Quant aux réformes constitutionnelles individuelles, « il faut dépasser le bicamérisme égalitaire, en confiant à une chambre unique le soin de conférer ou de révoquer la confiance dans le gouvernement. Nous devons établir le Sénat des régions ou des autonomies, avec des compétences différenciées. Les provinces doivent être abolies définitivement. Il ne s'agit pas de poursuivre une politique de coupes indifférenciées. Il faut aussi boucler rapidement le jeu du fédéralisme fiscal. On peut aussi explorer les suggestions des essais pour une éventuelle révision des relations avec les Régions ».

En ce qui concerne le nœud de Porcellum, « ici, nous devons prendre solennellement l'engagement que celui de février soit la dernière consultation à avoir lieu dans le cadre de la loi électorale en vigueur. Le changer sert non seulement à garantir des majorités qui soutiennent des gouvernements stables, mais aussi à restaurer la légitimité des parlementaires. Les citoyens doivent pouvoir identifier les candidats les plus méritants le jour du scrutin. A titre personnel, je pense qu'il vaudrait mieux au moins restaurer l'ancienne loi électorale".

LA RELATION ENTRE L'ITALIE ET ​​L'EUROPE

« La situation économique d'ITA est encore grave : nous avons accumulé une dette publique qui pèse sur nos perspectives présentes et futures.
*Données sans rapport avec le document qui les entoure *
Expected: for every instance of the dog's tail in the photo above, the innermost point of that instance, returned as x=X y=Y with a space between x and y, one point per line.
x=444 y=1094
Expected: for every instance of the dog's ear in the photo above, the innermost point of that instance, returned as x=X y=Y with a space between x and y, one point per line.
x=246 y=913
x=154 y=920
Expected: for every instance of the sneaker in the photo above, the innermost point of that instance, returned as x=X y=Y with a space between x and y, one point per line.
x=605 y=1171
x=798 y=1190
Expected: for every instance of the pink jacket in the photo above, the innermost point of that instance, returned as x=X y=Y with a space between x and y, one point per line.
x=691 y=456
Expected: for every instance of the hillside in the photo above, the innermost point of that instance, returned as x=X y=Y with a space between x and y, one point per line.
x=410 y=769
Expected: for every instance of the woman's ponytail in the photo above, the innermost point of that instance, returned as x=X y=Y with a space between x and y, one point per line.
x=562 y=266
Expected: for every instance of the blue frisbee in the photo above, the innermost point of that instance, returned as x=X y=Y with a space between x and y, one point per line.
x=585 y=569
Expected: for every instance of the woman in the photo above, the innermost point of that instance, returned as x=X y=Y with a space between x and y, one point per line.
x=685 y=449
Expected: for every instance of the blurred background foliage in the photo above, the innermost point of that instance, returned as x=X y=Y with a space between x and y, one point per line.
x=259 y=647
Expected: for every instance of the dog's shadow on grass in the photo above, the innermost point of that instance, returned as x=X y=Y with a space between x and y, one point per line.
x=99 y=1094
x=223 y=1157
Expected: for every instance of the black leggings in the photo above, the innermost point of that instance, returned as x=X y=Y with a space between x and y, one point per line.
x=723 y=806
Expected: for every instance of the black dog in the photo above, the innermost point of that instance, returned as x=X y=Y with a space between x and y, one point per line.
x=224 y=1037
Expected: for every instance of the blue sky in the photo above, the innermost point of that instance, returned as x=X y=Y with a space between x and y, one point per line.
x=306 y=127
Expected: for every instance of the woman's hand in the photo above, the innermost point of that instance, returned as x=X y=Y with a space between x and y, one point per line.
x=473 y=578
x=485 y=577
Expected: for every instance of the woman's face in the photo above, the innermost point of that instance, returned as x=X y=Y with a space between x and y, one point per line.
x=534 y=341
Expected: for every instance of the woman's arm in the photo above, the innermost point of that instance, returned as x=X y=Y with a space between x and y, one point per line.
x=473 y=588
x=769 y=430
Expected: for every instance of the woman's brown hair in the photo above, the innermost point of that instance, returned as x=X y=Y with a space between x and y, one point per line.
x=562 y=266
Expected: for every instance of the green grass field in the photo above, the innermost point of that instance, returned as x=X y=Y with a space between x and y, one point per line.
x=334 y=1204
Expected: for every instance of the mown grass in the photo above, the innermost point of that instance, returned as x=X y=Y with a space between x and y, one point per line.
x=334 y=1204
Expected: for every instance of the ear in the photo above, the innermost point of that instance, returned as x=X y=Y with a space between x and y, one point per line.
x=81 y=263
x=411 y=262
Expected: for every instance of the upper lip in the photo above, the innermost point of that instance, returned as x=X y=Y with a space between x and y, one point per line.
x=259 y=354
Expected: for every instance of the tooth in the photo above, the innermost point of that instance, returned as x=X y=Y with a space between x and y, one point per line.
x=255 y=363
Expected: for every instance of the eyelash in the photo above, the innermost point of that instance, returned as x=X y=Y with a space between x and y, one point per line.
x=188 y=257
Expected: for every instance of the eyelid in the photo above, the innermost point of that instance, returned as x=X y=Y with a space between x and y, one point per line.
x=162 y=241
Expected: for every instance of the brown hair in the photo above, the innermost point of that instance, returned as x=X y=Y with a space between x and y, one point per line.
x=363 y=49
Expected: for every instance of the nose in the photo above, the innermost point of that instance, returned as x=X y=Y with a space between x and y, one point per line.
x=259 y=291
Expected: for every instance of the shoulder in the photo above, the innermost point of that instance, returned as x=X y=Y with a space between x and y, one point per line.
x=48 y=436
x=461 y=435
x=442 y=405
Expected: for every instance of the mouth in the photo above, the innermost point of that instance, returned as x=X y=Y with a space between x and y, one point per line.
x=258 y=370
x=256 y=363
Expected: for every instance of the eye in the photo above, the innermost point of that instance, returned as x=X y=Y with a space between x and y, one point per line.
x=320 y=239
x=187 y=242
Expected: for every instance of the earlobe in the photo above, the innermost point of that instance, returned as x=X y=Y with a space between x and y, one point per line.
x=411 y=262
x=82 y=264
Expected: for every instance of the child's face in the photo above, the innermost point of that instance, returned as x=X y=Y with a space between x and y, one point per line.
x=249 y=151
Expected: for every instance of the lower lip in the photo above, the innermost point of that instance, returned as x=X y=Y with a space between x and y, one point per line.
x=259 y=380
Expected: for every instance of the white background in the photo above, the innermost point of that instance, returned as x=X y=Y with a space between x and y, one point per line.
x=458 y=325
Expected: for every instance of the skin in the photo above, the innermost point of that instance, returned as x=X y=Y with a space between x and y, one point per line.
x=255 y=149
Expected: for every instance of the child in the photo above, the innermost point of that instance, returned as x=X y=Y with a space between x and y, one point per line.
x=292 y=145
Le grand effort du gouvernement précédent était la prémisse de la croissance future, car la discipline des finances publiques était et reste fondamentale pour désamorcer d'éventuelles attaques financières. Il est également essentiel de sortir de la procédure de déficit excessif ».

« Dans les enceintes internationales, l'Italie s'engagera à relancer la croissance sans compromettre la stabilité des comptes. L'Europe ne peut redevenir un moteur de croissance durable que si elle s'ouvre. Si je gagne votre confiance, dès demain je visiterai Bruxelles, Berlin et Paris en un seul voyage pour montrer immédiatement que nous sommes un gouvernement européen et pro-européen. La réponse est une plus grande intégration vers une Europe fédérale. Le risque d'une union bancaire sans union politique et économique est insoutenable ». 

« L'Italie meurt de la seule reprise : après plus d'une décennie sans croissance, les politiques de relance ne peuvent plus attendre. Trop de citoyens sont en proie au désespoir et au découragement, comme en témoigne l'événement déconcertant qui s'est déroulé hier devant le Palazzo Chigi. Sans croissance et sans cohésion, l'Italie est perdue. L'Exécutif s'engage à être sérieux et crédible sur l'assainissement et le maintien des finances publiques. Assez avec les dettes sur les épaules des générations futures ».